It’s no co-incidence that Bandra fascinates food lovers – who’d either love to visit it to eat at one of its restaurants, or then move mountains to start a restaurant here. There’s something about Bandra, deep within its food traditions and at the very core of its culture which draws people who love food towards it.
My greatest influences growing up in Bandra were the sun, the sea and the company of friends, not necessarily in that order.
Language was one of the first things that united us and regardless of which tongue a Bandraite spoke at home, he always spoke in English with another Bandraite! But the language that truly brought us closer was our treasured Bandra-special. Phrases like “wheeere men?”, “puttru men”, “yourbaager” that may have seemed silly and even entertaining to others, was in fact especially endearing and kindled a warmth and affection amongst us.
Friendships were best built on jamming up over good food, wine, sports and music. Dropping by at friends’ homes without calling, staying on for hours, sometimes even days... alongside unending spontaneous meal invitations marked the hospitality of our families. We indulged one another with little motive other than each other’s company and in doing so gave one another our hearts. Once this happened, we became bumchums and if one of us declared that alcohol killed bacteria and was therefore good for us, we’d unquestioningly uphold it by raising our glasses, till we had one too many.
The practice of saying grace before a meal taught me to remember and to thank Bandra’s original culinary heroes, who cooked and shared tirelessly and selflessly not just for their own family, but also for those of their friends and their neighbours.
With generations of kids like me delightfully nourished by our friends’ mums through our most impressionable years, Bandra indeed has food and hospitality running through its veins.
I miss the sorpotel aunty Greta made and aunty Helen’s curry too. Where else these days but the Bandra Gym fair, can I try for something close enough. I’ve learnt to develop a taste for Bagels and let go of the Bun maska... initially, a little wistfully. Socially today Shawarma is clearly preferred over pan-rolls and Khow Suey over Biryani. While I ate at Lucky’s in those days, my kids now actually eat at a place called LSD. If one can truly tell who a person is by what they eat, and I were asked to describe who a Bandraite was back then and even now, I’d just say – “Dynamic!”
These I find, are also some of the reasons why you can take the boy out of Bandra, but you cannot take Bandra out of the boy!
As time hastens, tall buildings stand where guppy-filled greenfields once did. Our waterfronts, once raw-edged, have now been transformed into manicured promenades.
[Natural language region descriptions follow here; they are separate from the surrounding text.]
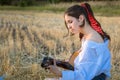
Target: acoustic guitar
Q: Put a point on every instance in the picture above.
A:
(66, 65)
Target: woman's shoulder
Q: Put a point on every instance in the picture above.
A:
(93, 44)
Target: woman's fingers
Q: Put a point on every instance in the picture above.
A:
(54, 62)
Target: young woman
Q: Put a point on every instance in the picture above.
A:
(94, 60)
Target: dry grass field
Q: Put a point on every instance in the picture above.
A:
(26, 37)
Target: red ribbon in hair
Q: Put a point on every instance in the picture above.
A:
(93, 22)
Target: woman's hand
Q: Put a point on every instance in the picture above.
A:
(54, 69)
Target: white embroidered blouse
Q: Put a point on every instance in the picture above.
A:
(94, 59)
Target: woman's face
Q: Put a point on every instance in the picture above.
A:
(72, 24)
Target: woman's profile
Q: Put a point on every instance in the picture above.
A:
(93, 61)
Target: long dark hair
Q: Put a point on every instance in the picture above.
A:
(76, 11)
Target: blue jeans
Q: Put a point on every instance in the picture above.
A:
(102, 76)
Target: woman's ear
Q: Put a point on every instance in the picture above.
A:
(81, 18)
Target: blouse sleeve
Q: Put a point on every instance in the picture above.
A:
(86, 65)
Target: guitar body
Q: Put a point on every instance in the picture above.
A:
(66, 65)
(72, 58)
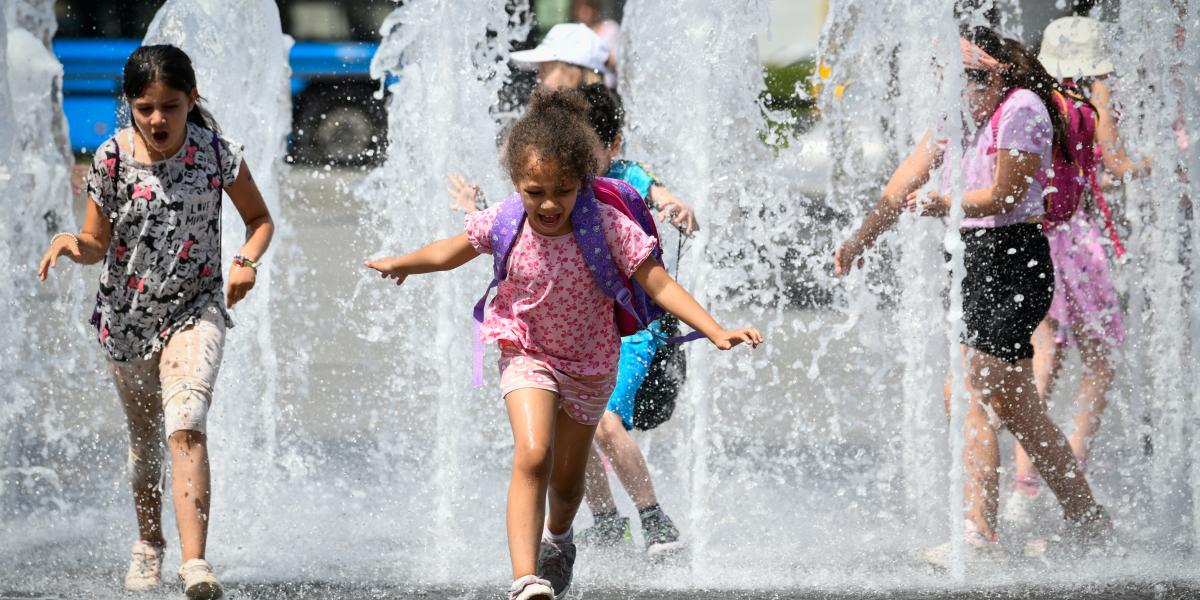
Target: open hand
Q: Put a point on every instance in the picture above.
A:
(241, 280)
(933, 205)
(681, 215)
(389, 269)
(59, 246)
(726, 340)
(463, 195)
(671, 207)
(846, 257)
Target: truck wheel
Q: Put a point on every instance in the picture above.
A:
(340, 132)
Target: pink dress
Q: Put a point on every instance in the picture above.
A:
(1084, 297)
(550, 305)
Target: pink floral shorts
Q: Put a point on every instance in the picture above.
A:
(583, 399)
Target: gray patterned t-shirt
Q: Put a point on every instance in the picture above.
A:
(163, 265)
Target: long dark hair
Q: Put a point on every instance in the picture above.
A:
(172, 67)
(1026, 72)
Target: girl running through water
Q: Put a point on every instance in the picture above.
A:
(555, 327)
(637, 354)
(1008, 285)
(1085, 310)
(154, 219)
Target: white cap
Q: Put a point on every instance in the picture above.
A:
(1073, 47)
(570, 42)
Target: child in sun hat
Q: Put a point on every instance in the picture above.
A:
(1085, 309)
(569, 57)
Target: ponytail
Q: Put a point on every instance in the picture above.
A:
(171, 66)
(1026, 72)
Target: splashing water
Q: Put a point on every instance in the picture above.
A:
(820, 461)
(39, 361)
(451, 64)
(240, 55)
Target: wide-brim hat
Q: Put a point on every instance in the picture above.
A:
(574, 43)
(1073, 47)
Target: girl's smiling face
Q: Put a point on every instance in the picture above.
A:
(160, 115)
(547, 193)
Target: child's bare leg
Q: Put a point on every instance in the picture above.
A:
(187, 371)
(1091, 399)
(532, 414)
(1018, 405)
(137, 384)
(573, 447)
(598, 491)
(627, 460)
(191, 490)
(1047, 365)
(981, 451)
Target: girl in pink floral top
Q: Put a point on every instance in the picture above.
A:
(555, 327)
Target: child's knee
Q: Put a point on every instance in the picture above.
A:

The long drive to the old office district of Nariman Point is now shorter by the sealink or then closer with the Bandra Kurla Complex. Our tribe of motley artists for which Bandra was a sanctuary then still remains and fortunately continues to grow, and many still see Bandra as that sanctuary.
Different aspects of our upbringing influence us into our vocation. For me it was the language of food through its original culinary heroes that inspired me into the profession. It was from them that I learnt early enough, that food can never be great without one particular secret invisible ingredient... called “soul”.
When invited to someone’s home these days, it is usual for the host to have ordered some dishes, if not all from outside. So if mums aren’t cooking that much these days, who else but restaurateurs or caterers can fill the gap of our city’s voracious appetite.
I believe that Bandra’s original relationship with food and the presence of its new residents have driven culinary expectations through the roof. After all, which food lover would not like to serve or be served in such a compelling marketplace, vibrant with possibilities.
As I ponder over the fairness of passing on the culinary baton from those so selfless to those more commercially inclined, one thought comes to the fore. However commercially inclined a restaurateur, which person in their right mind would brave the enormous Bandra rentals and licensing challenges these days without some madness in them. What is that madness, if not soul? The very soul that my friends’ mums revealed was the secret of their great cooking.
I am sure Bandra boys and girls would smile approvingly at these words from the 18th century Virginia Almanack – “Now Christmas comes, ’tis fit that we should feast and sing, and merry be, keep open house, let fiddlers play. A fig for cold, sing care away, and may they who thereat repine, on Brown bread and on small beer dine.”
So from the bottom of my heart and for the sake of my friends and their mums who fed me, I pray that Bandra remains rich in its food and true to its hospitality culture... forever.